As we pointed out in Part 2, prior to this turn of events the Fed had no inflation-fighting mission per se—let alone a 2.00% target for the PCE deflator—because the gold-based anchor to the Breton Woods system theoretically precluded a sustained rise in the general price level. Indeed, under an old-fashioned gold standard (i.e. pre-1914) the Fed’s reckless money-printing after 1966 would have resulted in a massive outflow of gold, a sharp curtailment of domestic bank credit growth and an eventual recessionary contraction of the US economy.
Accordingly, the Fed would have had no choice except to shutdown the printing presses to staunch the gold outflow, restore balance to the nation’s trade and external accounts and, at length, return to the path of noninflationary growth on the free market.
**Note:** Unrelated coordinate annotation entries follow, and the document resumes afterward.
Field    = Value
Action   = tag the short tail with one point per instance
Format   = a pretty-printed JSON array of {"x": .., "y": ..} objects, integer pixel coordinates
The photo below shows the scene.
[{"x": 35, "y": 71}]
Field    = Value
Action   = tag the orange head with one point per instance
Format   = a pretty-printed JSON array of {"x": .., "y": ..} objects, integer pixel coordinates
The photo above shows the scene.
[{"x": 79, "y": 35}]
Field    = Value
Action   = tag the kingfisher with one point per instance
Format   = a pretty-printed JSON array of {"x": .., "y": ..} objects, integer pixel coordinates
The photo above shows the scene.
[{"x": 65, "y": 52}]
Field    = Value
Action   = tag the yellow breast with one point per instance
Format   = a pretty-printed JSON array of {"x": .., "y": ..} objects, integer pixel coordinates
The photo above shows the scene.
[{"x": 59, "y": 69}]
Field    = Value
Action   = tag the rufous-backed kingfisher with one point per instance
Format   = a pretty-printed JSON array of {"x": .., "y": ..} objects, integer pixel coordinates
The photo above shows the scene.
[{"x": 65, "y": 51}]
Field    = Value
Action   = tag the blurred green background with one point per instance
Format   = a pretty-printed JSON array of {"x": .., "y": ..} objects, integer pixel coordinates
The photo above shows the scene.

Unfortunately, by the late 1960s the politicians had already fatally impaired the gold standard under the guidance of J.M Keynes and US Treasury economist and closet communist, Dexter White, at Breton Woods two decades earlier. That is, they had gutted the very essence of the gold standard’s disciplinary magic, which was the ability of private holders to redeem currency for a fixed weight of gold, and also to move the latter at will out of markets imperiled by inflationary government policies.
Instead, the Keynesian and statist operatives who designed the Breton Woods system provided that convertibility would be exclusively a state-controlled operation conducted through gold movements between central banks. Accordingly, financial discipline would only happen if government officials were willing to take the medicine of banking system curtailment and economic austerity, which was the automatic result of gold outflows.
As it happened, the central banks of the lesser economic powers and nations still recovering from the carnage of WWII—Germany and Japan—had no choice except to stick to the straight and narrow of non-inflationary monetary policies. They and their governments understood well that massive, sustained outflows of gold or dollar reserves would led to economic ruin.
No so much for the world’s sole post-war superpower domiciled on the banks of the Potomac, however. The Breton Woods system amounted to a gold exchange standard, which invited the rest of the world to hold purportedly “convertible” dollars in their foreign exchange reserves rather than gold bullion. After all, Washington’s dollars were averred to be good as gold and the rest of the world initially had no reason to doubt that promise.
Indeed, during much of the first decade or so after 1945 there was claimed to be a dollar shortage. As the world economy and global trade recovered from WWII, demand for dollars for purposes of trade finance, capital flows and FX reserves rose apace.